The calculation of the plume expansion (represented by Equation (17)) for three different initial plume temperatures, T_P = 20,000, 15,000, and 7000 K, is shown in Figure 5. Different initial temperatures of the plasma plume resulted in different initial plume heights ($Z_0$), as summarized in Table 1, where a higher plasma temperature led to a higher initial plume height. The edge velocity in the z-direction, or the so-called center of mass velocity $(V_z$), is shown in Figure 5a. It can be seen that the edge velocity increases rapidly at an early stage of expansion (t = 7 ns) before reaching an asymptotic value. The highest velocity is obtained when T_P = 20,000 K, with a maximum of approximately $7\times {10}^5$ cm/s. Further, Figure 5b shows the evolution of the plume height. Similar dependency on the temperature of the plasma is also observed, where at the end of calculation time of 10 µm, a maximum plume height of 7 cm is obtained for T_P = 20,000 K.

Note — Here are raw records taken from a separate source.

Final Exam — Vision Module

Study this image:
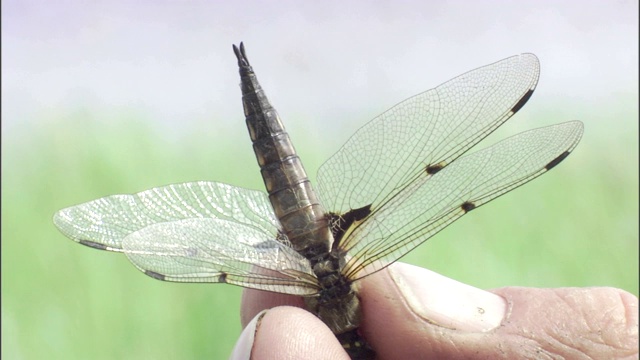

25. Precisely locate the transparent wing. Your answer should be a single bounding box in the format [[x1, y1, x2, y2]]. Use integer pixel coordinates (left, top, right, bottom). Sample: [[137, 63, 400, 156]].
[[317, 54, 540, 214], [341, 121, 583, 280], [121, 218, 319, 295], [54, 181, 320, 295], [53, 181, 280, 251]]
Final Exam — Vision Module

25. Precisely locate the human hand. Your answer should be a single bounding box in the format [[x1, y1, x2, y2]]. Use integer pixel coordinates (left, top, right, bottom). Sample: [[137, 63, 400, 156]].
[[231, 263, 638, 359]]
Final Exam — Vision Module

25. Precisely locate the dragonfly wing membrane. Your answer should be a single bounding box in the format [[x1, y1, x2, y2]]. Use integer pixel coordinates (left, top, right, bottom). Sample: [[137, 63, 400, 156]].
[[341, 121, 583, 279], [317, 54, 540, 215], [122, 217, 319, 295], [53, 181, 280, 251]]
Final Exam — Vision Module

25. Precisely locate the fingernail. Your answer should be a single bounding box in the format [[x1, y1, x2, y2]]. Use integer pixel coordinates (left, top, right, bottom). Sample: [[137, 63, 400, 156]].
[[390, 263, 506, 332], [229, 310, 267, 360]]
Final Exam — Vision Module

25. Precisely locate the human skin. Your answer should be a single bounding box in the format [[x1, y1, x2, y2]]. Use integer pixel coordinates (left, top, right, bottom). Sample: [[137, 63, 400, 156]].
[[231, 263, 638, 360]]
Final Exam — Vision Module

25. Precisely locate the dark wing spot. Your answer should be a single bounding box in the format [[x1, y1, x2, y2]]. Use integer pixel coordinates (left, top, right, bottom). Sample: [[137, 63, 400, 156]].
[[218, 273, 228, 283], [79, 240, 109, 251], [145, 270, 166, 281], [511, 89, 535, 114], [330, 205, 372, 250], [349, 205, 372, 222], [461, 201, 476, 213], [545, 151, 571, 171], [426, 162, 446, 175]]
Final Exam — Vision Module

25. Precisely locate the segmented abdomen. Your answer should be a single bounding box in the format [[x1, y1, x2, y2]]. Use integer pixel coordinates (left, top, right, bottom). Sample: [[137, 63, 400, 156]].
[[235, 47, 333, 260]]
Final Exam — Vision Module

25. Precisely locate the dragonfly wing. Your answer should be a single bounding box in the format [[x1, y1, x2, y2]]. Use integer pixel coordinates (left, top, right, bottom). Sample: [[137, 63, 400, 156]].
[[121, 217, 319, 296], [317, 54, 540, 214], [53, 181, 280, 251], [340, 121, 583, 280]]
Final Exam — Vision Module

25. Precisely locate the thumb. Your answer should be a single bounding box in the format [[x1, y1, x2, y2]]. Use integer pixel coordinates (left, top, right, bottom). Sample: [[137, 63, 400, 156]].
[[358, 263, 638, 359]]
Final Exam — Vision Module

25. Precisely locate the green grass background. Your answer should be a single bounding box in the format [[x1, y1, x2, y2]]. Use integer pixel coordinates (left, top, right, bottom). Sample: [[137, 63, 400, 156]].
[[3, 103, 638, 359]]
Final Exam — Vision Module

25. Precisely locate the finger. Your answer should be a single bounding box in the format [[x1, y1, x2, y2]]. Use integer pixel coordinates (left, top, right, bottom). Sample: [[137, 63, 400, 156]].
[[240, 289, 305, 328], [239, 265, 505, 331], [231, 306, 349, 360], [357, 262, 507, 358], [490, 286, 639, 359], [358, 262, 639, 359]]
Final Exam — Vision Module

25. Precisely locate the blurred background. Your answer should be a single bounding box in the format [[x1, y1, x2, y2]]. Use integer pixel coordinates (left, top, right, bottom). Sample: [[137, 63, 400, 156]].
[[3, 1, 638, 359]]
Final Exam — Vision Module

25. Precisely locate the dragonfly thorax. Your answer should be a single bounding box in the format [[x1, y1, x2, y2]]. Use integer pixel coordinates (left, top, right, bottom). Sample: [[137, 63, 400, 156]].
[[310, 251, 345, 285], [304, 273, 361, 335], [304, 249, 362, 334]]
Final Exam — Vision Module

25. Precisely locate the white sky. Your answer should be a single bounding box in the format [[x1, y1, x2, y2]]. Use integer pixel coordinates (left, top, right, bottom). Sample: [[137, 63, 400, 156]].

Figure 6 shows the velocity distributions inside the plume for each plasma temperature when the plume height is 4 cm. The red dashed line denotes the plume dimensions. The velocity shown here is the resultant velocity $V_R=sqrt \left(V_x{}^2+V_y{}^2+V_z{}^2\right).$ Self-similar gas dynamics is used to calculate the velocity distribution from the edge velocity, as express in Equation (18). It can be seen that, at a height of 4 cm, the radius of plume only reached approximately 1 cm, which implies that the edge velocity in the x, y-direction is much smaller than that of z-direction. In fact, for T_P = 20,000 K, the ratio $V_x/V_z$ is 0.2 when the plume height is 4 cm. This edge velocity difference in the radial and perpendicular direction leads to a semi-ellipsoid shape of expansion of the plume, elongated perpendicularly to the sample surface. Furthermore, the dependence of the plasma temperature clearly shows where a higher plasma temperature led to a higher velocity distribution inside the plume, where for T_P = 20,000, 15,000, and 7000 K, the maximum resultant velocities, V_R, of approximately 7, 6.1, and 4.2 × 10⁵ cm/s are achieved, respectively.

It was previously demonstrated experimentally, in SrTiO₃ grown by PLD on a Si substrate, that a high energy of plasma can induce visible burning and destroy the crystallinity of the substrate [33]. Even though, after post-annealing, the Si substrate crystallinity showed improvement, the existence of secondary phases was observed on the grown SrTiO₃ film. In the study considered here, the plasma plume expansion in vacuum was simulated, as shown in Figure 6, wherein the velocity of the ablated particles was calculated. However, the kinetic energy will be dependent on the ablated species and its respective density, which should be evaluated further by direct measurement, for instance, by using laser-induced breakdown spectroscopy (LIBS) [11].

5. Summary

In summary, we have studied the effect of nano-laser radiation on the temperature of the YIG target. Within the laser parameters under consideration, a single pulse of laser increases the YIG target’s temperature to above the boiling temperature and generates a plasma. Furthermore, the expansion of the plasma plume in vacuum was also simulated. It shows that the kinetic of the expanding plasma plume strongly depends on the temperature of the initial plasma plume. These results can be used as an input to set the growth parameters of pulsed laser deposition of YIG thin films, such as the laser fluence and the substrate-target distances.